Nyokas CréteilTon frère, Olivier, a joué en Espagne avant de revenir à Créteil. Tu as parlé avec lui des bienfaits qu’un séjour à l’étranger pouvait apporter?

Il a été une des premières personnes que j’ai consulté. Lui est parti quand on était ensemble au centre de formation du Paris HB. Il est arrivé en Espagne avec l’étiquette de jeune Français, avec une attente de son club, des supporters…Il est revenu transformé, avec une capacité différente à prendre des responsabilités, et forcément une telle évolution fait envie. Il ne regrette absolument rien de son départ, et il m’a conforté dans mon choix.

Tu pars un an avant la fin de ton contrat. Comment ont réagi les dirigeants de Chambéry?

J’ai surtout voulu être franc avec eux, et j’ai apprécié leur attitude en retour. Quand j’ai commencé à avoir des contacts très avancés avec des clubs allemands, je les ai prévenu et leur réponse a été de dire qu’ils ne se mettraient pas en travers de ma route si mon départ correspondait avec mon envie de progression. Je leur ai posé des questions, sur leur projet, si ils comptaient sur moi, mais finalement ils ont été très classes, très propres. J’ai vraiment eu affaire à des gens bien pendant mes deux ans ici ce qui me fait dire que si je reviens en France un jour, repasser par la case Chambéry serait avec un grand plaisir.

Tu n’as pas peur de t’éloigner de l’équipe de France en partant à l’étranger?

Ma philosophie dans la vie a toujours été de prendre des risques, calculés certes, pour réussir. Maintenant, c’est vrai que j’ai appelé Claude pour l’informer et pour avoir son avis. On a eu une conversation, il m’a donné son avis, et je l’ai écouté. A moi de continuer à prouver, ici ou ailleurs, que j’ai ma place en équipe de France.

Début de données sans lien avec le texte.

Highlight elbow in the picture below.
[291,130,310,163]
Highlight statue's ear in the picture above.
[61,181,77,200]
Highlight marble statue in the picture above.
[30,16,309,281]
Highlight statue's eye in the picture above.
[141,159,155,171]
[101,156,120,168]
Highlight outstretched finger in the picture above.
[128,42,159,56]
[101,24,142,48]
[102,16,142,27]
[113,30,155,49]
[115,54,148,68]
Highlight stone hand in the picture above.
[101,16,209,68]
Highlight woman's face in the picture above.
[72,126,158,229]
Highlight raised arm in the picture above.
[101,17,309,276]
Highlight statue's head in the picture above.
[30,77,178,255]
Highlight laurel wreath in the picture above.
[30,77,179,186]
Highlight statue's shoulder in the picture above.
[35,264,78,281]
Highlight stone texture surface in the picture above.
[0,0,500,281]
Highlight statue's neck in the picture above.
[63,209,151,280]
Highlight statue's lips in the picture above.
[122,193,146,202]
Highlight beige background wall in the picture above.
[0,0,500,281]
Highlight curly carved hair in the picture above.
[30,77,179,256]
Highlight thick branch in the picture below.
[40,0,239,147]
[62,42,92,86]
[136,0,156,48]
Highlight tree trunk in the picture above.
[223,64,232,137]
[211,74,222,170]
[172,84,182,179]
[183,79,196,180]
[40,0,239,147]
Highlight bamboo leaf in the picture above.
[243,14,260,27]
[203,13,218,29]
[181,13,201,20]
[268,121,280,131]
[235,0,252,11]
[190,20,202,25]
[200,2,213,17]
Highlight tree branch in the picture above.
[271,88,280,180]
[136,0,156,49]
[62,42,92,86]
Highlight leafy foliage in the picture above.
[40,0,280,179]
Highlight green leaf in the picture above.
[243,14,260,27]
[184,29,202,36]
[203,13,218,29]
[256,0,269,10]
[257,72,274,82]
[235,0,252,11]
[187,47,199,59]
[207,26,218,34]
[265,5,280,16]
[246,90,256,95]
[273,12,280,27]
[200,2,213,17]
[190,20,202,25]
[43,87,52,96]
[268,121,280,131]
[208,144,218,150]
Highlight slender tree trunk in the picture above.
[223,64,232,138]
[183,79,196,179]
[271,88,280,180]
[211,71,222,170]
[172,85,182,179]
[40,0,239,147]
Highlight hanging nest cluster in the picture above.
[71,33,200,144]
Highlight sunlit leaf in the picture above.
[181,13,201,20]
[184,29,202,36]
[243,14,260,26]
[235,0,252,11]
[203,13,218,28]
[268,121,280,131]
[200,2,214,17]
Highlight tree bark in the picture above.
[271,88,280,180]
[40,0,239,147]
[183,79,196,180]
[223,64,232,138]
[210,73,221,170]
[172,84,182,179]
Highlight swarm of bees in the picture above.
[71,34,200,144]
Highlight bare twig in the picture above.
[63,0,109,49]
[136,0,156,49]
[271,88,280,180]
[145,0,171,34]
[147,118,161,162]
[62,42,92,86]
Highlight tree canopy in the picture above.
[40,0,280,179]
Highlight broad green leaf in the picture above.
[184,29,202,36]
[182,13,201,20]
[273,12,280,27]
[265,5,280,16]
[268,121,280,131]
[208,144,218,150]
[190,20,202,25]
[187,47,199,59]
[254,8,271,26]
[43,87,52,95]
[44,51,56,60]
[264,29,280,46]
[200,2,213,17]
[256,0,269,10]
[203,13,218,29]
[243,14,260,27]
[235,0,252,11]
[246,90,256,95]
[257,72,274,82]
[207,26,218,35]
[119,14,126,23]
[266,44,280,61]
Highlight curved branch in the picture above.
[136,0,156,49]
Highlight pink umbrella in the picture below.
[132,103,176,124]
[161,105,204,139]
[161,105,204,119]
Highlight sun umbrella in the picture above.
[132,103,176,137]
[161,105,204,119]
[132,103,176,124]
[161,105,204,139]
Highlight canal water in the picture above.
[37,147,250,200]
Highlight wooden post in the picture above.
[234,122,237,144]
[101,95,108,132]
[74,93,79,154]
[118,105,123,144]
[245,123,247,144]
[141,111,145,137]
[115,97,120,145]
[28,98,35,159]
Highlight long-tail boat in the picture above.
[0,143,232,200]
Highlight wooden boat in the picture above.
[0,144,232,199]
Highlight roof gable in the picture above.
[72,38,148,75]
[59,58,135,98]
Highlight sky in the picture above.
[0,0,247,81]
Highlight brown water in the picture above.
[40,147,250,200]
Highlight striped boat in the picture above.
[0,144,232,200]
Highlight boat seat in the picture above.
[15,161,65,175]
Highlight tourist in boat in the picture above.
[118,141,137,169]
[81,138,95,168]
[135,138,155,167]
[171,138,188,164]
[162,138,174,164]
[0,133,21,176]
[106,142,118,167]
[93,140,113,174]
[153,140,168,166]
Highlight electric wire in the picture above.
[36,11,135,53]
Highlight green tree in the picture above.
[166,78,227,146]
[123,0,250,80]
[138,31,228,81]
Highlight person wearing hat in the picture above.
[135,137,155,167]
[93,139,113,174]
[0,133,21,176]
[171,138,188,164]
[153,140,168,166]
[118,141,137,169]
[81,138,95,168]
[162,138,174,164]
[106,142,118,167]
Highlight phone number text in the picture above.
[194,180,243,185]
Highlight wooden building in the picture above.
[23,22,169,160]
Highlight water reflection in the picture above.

2 CommentairesPoster un commentaire

  1. handbol - le 30 avril 2014 à 04h21

    Les matchs allemands sont rugueux (c'est plus le handball d'il y a 20 ans ma bonne dame), mais surtout plus nombreux.

    Le championnat c'est 34 matchs contre 26 chez nous. Si on ajoute les différentes coupes nationales et éventuellement européennes et pour certains l'équipe nationale… ça met l'organisme à rude épreuve.

    En tout cas bonne chance, j'espère sincèrement qu'il ne sera pas utilisé comme Quentin Mahé!!

    • cousin hugo - le 30 avril 2014 à 12h13

      Certes le championnat Allemand est plus exigeant physiquement (et là j'ai des doutes sur la capacité de Nyokas à tenir le choc) mais de là à dire que c'est le handball d'il y a 20 ans… En tout cas bonne chance à lui pour ce nouveau défi. Bravo aussi aux dirigeants de Chambéry qui avaient déjà pris un risque en le recrutant (visite médicale non concluante au MAHB)et qui aujourd'hui lui permettent de vivre une nouvelle expérience.